Лирический герой Геннадия Русакова - бунтующий Иов, не желающий мириться со своей данностью без каких-либо объяснений со стороны глухо молчащего собеседника хотя бы по поводу мокрого снега. Поэтому крики и хрипы, шепот и вздохи этой невыносимой книги повисают в космосе, в косых лучах заходящего солнца...

Достоевский вспоминается не случайно: все содержание русской литературы сводится к его мотивам, все ее самые значимые феномены возвращаются к ним же: красота как свидетельство присутствия Бога в мире, неотвлеченности мира; судьба мироздания как боль и мука героя - и наоборот, личная трагедия как космическая катастрофа; постоянная соотнесенность временного и вечного, абстрактно-огромного и единично-малого - мушка в горячем солнечном луче как полноправная участница вселенского "пира и хора":

..............................................

"Солдатика" застиранный мундир,
гончарный жук с малиновым отливом...
На что мне, боже, этот скудный мир
со всем его движеньем кропотливым?

..................................................

Но я гляжу, со всеми здесь на "вы",
и всех зову двойными именами -
чтоб не поднять случайно головы
и не увидеть, что ты сделал с нами...

Насекомых в книге очень много, почти весь "пир и хор" из них и состоит, и люди им ровня на этом пиру - так же бессмысленно восторженны и беспомощны. Взгляд солнца на мушку всегда выражает недоразумение - откуда взялась? В творении не значится - а есть; но есть - значит, право имеет.

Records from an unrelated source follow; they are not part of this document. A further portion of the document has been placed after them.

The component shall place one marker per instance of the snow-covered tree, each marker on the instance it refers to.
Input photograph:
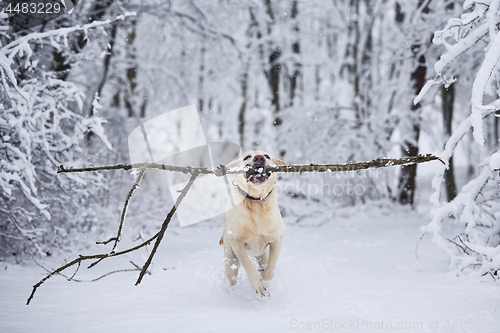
(468, 227)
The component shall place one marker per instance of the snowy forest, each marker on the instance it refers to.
(309, 81)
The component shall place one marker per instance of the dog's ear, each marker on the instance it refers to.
(277, 161)
(234, 163)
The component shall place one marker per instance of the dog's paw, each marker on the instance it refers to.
(259, 286)
(267, 275)
(221, 171)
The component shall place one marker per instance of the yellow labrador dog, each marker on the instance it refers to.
(253, 225)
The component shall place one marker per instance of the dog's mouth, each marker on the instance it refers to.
(259, 177)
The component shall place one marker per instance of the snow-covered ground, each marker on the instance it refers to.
(349, 269)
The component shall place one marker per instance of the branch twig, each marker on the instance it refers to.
(165, 225)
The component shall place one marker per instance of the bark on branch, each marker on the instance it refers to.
(377, 163)
(195, 172)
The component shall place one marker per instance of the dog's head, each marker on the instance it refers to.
(260, 183)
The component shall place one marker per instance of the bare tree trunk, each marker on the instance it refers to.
(296, 51)
(448, 95)
(409, 146)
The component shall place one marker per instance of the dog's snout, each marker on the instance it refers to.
(259, 159)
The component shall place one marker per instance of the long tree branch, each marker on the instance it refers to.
(195, 172)
(103, 256)
(343, 167)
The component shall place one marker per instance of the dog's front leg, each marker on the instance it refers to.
(274, 252)
(254, 276)
(231, 263)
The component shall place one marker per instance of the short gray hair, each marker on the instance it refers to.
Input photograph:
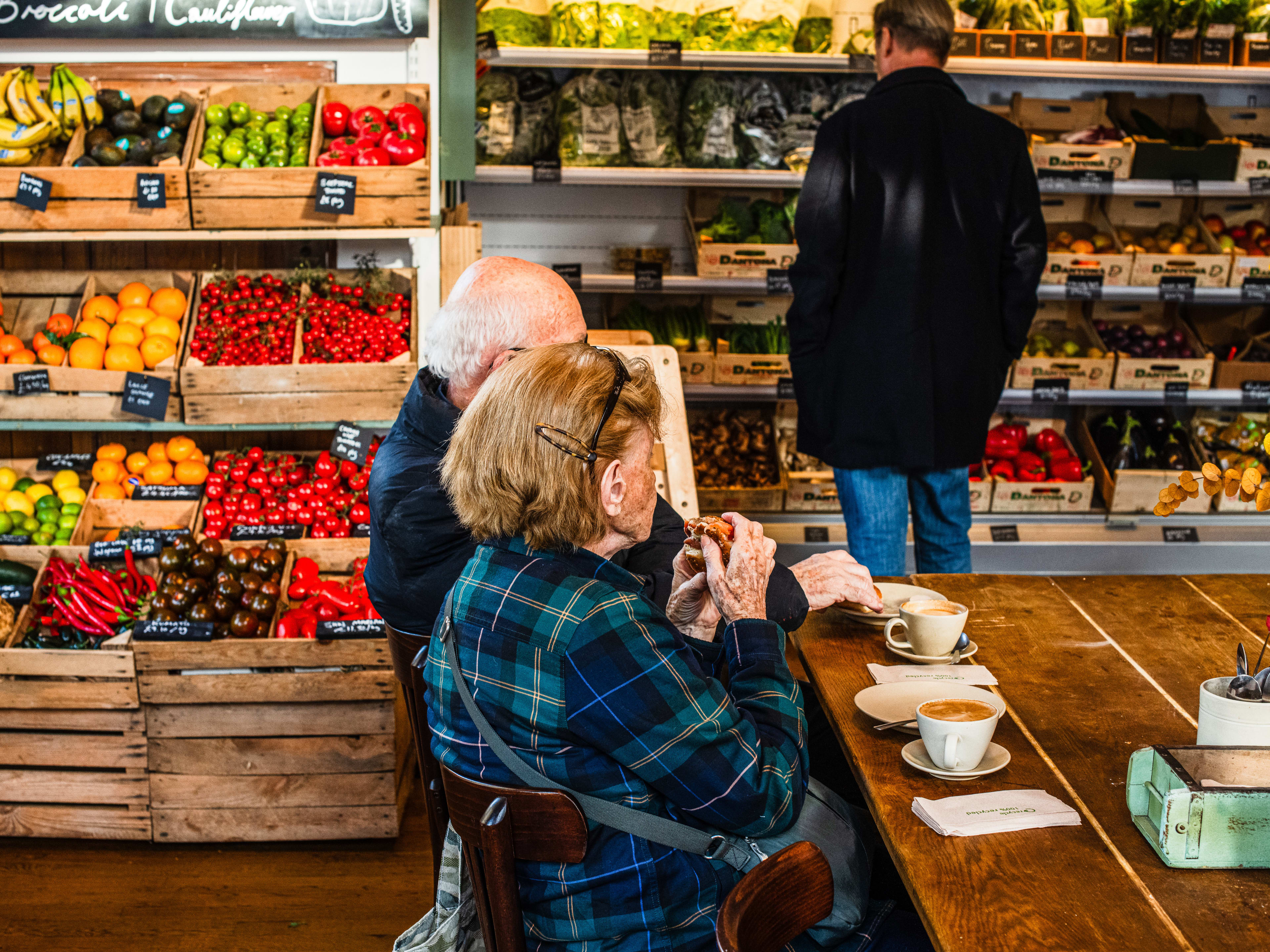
(917, 23)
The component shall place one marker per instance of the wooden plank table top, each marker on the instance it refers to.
(1091, 669)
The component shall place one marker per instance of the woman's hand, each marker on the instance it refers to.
(741, 588)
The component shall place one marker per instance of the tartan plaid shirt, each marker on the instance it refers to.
(591, 683)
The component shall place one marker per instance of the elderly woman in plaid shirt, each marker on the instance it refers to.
(590, 681)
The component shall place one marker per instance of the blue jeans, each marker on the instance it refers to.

Сено пахнет бессмертьем. Сломался аттический зной.
Золоченое лето смежает ресницы
и следит через них за скольжением вши водяной,
что вписалась в творенье с его не прочтенной страницы

..........................................................................

Много в книге и птиц - но птицы трагичнее, они умирают на лету. Они "несут восторженные выи / и трогают слова шершавым языком". Еще они играют в странные игры: "Падает птица в колодец двора - / Это у птицы такая игра"... А птицы-инвалиды об одном крыле "по перепадам воздуха летают". Много вообще крылатых существ, часто неопознанных, с признаками трансценденции - вестники, письмоноши, почтовые голуби сфер, письмо в которые может, наверно, дойти - но только порванным на мелкие клочки...

Господу богу прошение
от не верующего в него...
Не прошение - голошение.
Больше нет у меня ничего.

Господу богу рыдание
от не верующего в него...
Не рыдание - припадание.
Больше нет у меня ничего.

Господи, грозною силою
всепрощения твоего
исцели, исцели мою милую!
Больше нет у меня ничего.

Больше десяти лет длился этот упорный разговор с молчащим. За это время голос поэта стал глуше, а молчаливых собеседников, кроме жены и Бога, у него прибавилось: "Мне хорошо со старым Бахом", "Мой бедный Моцарт, смерти одоленье"... С кем на самом деле он теперь водит компанию, поэт начал понимать вот с этого стихотворения из четвертой, кульминационной части, в которой 55 стихотворений:

Мой мир почти затих: он перестал звучать.
Я бабочку беру - ее крыла трепещут.
Но ветхий этот шелк, бухарская печать,
не плещет и молчит, как брошенные вещи.

Беззвучен маховик вращающихся дней.
У слова нет начал, нуждающихся в звуке.
Я глохну, и слова смещением теней
толпятся надо мной, заламывая руки.

Я времени не брат и миру не родня,
и мог бы обойтись без баса и фальцета.
Но если ты решишь и вызовешь меня,
а я забормочусь и не расслышу это?

И не случайно самые последние слова в книге - эти:

...Вы еще обо мне загрустите.
Вы еще перечтете меня.

Еще как перечтем. Особенно если повезет обзавестись этой книгой. Тираж у нее - всего 800 экземпляров. В твердой обложке. С продуманным дизайном. На хорошей бумаге.